BLINK: Humanising Autonomy

Industrial Design Student 2015

Raunaq Bose
Royal College of Art / Imperial College London
Innovation Design Engineering

Our transport systems currently heavily rely on the ability for drivers and pedestrians to interact in a vehicle-dominated environment: stopping to let people cross, letting people go and judging whether it is safe to move.

The advent of autonomous vehicles is set to further weight the power of the road to the car. So far, almost all development efforts have gone into the cars themselves and how they communicate with each other, with little consideration for how people feel or act outside of the car.

Raunaq and his team are working on a novel new technology which will act as a common language for autonomous vehicles and pedestrians, allowing them to interact on the roads of the future. Sensors fitted on autonomous vehicles already identify objects and pedestrians around them – the proposed system then makes a directed sound and flashes up pedestrians’ silhouettes on displays built into the four corners of the vehicle to let them know it can ‘see’ them.

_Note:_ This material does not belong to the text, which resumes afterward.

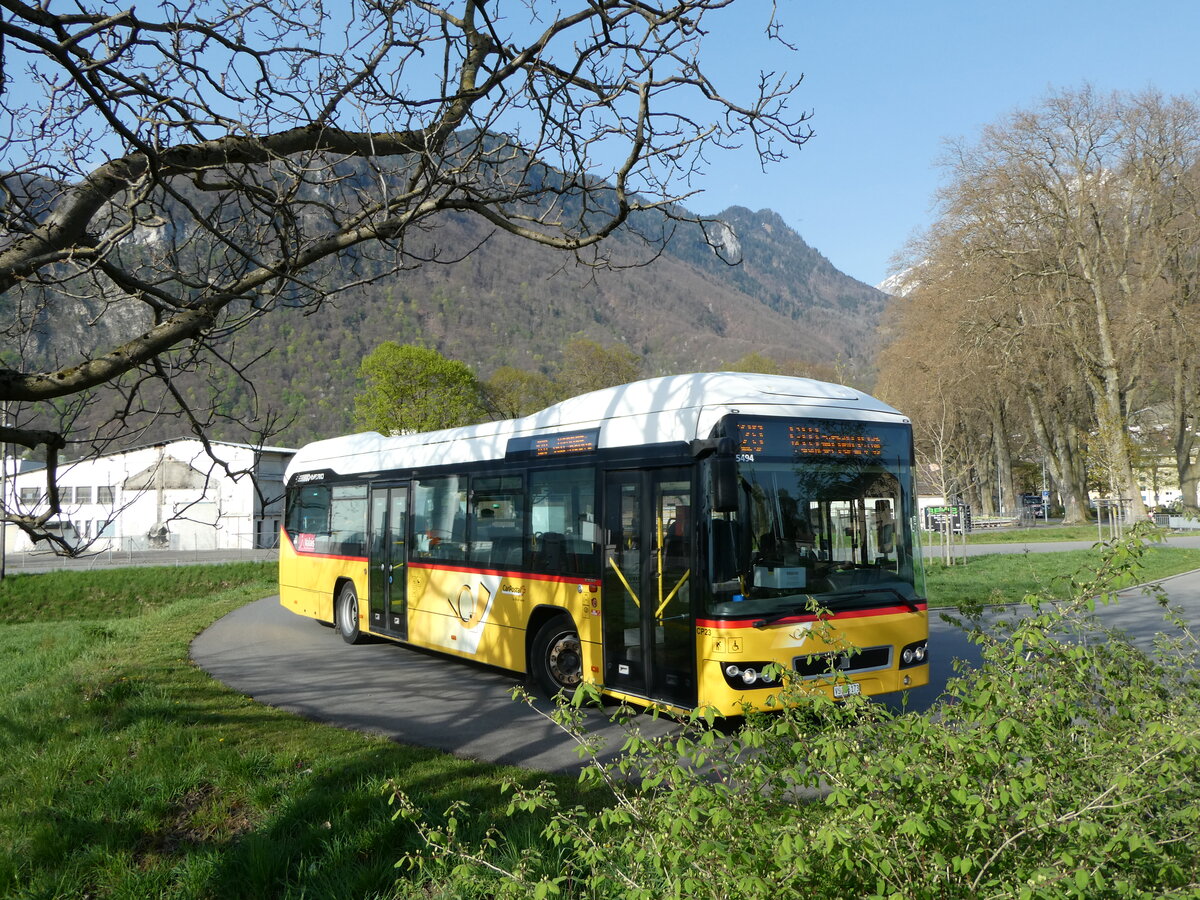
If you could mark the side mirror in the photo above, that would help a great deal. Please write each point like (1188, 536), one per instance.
(724, 473)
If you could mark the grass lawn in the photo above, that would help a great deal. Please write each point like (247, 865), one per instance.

Pedestrians can then use conventional gestures to let the car know of their intentions to cross or not, and the car responds with either flashing green (letting pedestrians know that they are safe to cross) or red (acknowledging they don’t want to cross).

The system has been taught to recognise a number of human gestures (such as raising a hand up to ask to cross, or to the side to give way), and can be recalibrated to different gestures in different locales and cultures.

Rather than forcing humans to adapt to new technologies, the project aims to develop ways on making new technologies fit with established human behaviours, to improve the ease of adoption, and make pedestrians safe and comfortable in urban environments.